«Марксизм не марксизм, а очевидно, Россия найдет свой в какой-то высшей степени оригинальный политический и общественный строй, очевидно, демократический, — поучал Толстой своего наставника. — Вообще я очень радостно и светло смотрю на наше будущее. То, что у нас делается сейчас, — экзамен на первом курсе в мировом университете. Учиться нам нужно (главным образом на практике, по своему разумению, а не по книжкам) долго и трудно. И пока ученье идет хорошо, правильно и уже сейчас можно указать на несколько присущих нам свойств: русский народ — не буржуазен, т. е. собственность как идея не составляет для него фетиша, и русский народ в высшей степени приспособлен быть носителем идей социально-анархических, т. е. идей грядущей абсолютной свободы и т. д.
Все, что делается сейчас плохого, все объясняется невежеством народа и гнетом войны; нужно удивляться как еще мало делается у нас злого и страшного. Теоретически нужно было бы предположить, что к 7-му месяцу революции Россия представляла бы собой груду дымящихся окровавленных развалин. А мы еще живем, бунты подавляются почти без крови, армия защищает города, партии борются словами, а не топором, фонари предназначены пока еще только для освещения».
К своему девятому месяцу повивальная бабка истории — революция дошла и до «гр. А.Н. Толстого» — именно такая табличка висела на двери его дома на Малой Молчановке, и каждый мог прочесть ее как хотел — то ли граф, то ли гражданин.
В октябре 1917-го Толстой оказался на линии огня между, как записал он в дневнике, «Комитетом общественного спасения и Революционным комитетом. Борьба кровопролитна, и невозможно ее прекратить, пока одна сторона не истребит другую. Все это каким-то образом напоминает в миниатюре мировую войну: та же неуловимость цели, неопределенность вины за начало войны, упорство и невозможность договориться и окончить. Таинственный, космический дух мировой войны перекинулся в Москву. Все, что происходит в эти дни, бесприютно и таинственно».
Эта запись похожа на начало какого-то романа с декадентским налетом, что-то вроде будущей «Аэлиты», не то «Гиперболоида инженера Гарина», и разговоры с соседями по дому велись под стать — все о том же, декадентском:
«Вечером короткие атаки большевиков на юнкерские заставы. Тишина нарушается ревом пулемета и залпами. Командует тверским отрядом Саблин.
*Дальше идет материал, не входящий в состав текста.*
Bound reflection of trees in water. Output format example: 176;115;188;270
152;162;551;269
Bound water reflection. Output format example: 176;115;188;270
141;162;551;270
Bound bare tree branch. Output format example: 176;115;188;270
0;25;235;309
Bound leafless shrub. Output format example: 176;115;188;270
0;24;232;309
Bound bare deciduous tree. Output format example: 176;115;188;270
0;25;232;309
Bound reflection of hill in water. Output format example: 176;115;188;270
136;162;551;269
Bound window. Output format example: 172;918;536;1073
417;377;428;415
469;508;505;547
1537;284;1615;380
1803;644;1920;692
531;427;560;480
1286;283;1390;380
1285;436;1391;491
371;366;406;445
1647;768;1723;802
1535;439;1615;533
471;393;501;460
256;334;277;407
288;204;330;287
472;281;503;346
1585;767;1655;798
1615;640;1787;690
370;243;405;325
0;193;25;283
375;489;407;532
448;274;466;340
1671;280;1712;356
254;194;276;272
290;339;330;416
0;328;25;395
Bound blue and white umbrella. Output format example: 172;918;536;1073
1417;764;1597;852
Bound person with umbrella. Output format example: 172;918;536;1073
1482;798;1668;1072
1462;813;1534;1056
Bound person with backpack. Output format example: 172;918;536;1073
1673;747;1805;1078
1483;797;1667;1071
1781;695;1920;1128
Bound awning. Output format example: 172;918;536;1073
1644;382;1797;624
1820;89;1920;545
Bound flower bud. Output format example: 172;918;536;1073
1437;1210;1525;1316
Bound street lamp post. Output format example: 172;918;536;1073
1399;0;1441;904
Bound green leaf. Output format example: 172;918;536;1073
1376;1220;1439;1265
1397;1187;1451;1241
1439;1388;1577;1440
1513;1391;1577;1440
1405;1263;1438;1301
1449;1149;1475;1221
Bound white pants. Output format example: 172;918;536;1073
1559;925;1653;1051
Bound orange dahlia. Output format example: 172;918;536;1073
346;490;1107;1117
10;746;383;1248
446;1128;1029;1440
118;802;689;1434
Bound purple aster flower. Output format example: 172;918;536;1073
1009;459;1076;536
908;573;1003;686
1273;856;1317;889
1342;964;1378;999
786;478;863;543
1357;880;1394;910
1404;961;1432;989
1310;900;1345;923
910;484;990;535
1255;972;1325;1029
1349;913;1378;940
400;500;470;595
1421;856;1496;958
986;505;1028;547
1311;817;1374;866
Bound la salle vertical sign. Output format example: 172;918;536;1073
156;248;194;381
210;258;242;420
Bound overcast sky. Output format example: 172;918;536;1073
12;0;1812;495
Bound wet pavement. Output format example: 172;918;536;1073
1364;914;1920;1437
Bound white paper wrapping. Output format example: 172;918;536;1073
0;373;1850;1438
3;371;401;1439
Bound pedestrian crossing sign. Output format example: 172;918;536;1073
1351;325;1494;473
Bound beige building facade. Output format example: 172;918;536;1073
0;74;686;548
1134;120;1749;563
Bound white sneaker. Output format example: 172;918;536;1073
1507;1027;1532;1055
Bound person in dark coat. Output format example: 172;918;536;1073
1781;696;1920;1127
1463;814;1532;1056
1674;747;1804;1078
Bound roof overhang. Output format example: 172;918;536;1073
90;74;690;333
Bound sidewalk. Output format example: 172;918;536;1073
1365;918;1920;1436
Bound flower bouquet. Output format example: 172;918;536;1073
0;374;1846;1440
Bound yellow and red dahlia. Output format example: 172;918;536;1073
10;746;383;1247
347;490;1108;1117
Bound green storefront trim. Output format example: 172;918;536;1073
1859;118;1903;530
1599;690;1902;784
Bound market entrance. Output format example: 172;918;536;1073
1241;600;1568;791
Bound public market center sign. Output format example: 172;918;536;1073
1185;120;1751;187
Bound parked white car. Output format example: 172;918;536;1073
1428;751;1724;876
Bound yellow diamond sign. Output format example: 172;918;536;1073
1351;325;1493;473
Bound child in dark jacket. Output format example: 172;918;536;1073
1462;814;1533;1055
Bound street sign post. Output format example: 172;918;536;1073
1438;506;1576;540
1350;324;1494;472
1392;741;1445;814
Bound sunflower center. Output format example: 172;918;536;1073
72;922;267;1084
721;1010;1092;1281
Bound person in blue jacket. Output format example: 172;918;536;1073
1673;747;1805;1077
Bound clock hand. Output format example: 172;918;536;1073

Ночью на дворе. Морозец. Большие, ясные звезды. Стояли с Верлинским у дров и говорили о танго, оккультных книгах, войне и социальной революции. Загоралась жаркая перестрелка на Поварской и Арбате. Изредка бухало орудие. Ревел снаряд. Сидели на лестнице, внизу — Наташа, еще кто-то. Высокий небритый господин рассказывал, как его надули. Ждали большевиков».
Но чем дальше, тем более растерянными, драматическими и лишенными литературного налета становятся графские записи.
«
Говорят, что прислуга уже разделила квартиры для грабежа. Случай с выстрелом во время обеда из окна на Б. Молчановке.
Ночью выстрелы вывели Наташу из себя, она отчаянно бранила меня и няньку, легла на полу в ванной.
Дети устроены внизу. Мы с Наташей легли спать в ванной. Всю ночь грохот снарядов и бешеная перестрелка.
Очень характерная проговорка — он думал только о двух самых близких ему людях — о жене и сыне Никите, родившемся в 1917 году в свободной России. Сын жены от первого брака Федор, его собственная дочь от брака с Софьей Исааковной остались за скобками, и за это не нужно его судить — тут искреннее, вырвавшееся из сердца ощущение своего, кровного, понимаемого не разумом, но инстинктом. Толстой вообще именно инстинктом и был всегда силен, но в минуты опасности это чувство в нем бесконечно усиливалось. Территориально он был на стороне белых, вернее, белых тогда еще не было, значит, на стороне, противной большевикам. Да и симпатизировал больше им и печатался в эти месяцы в антибольшевистской газете «Луч правды».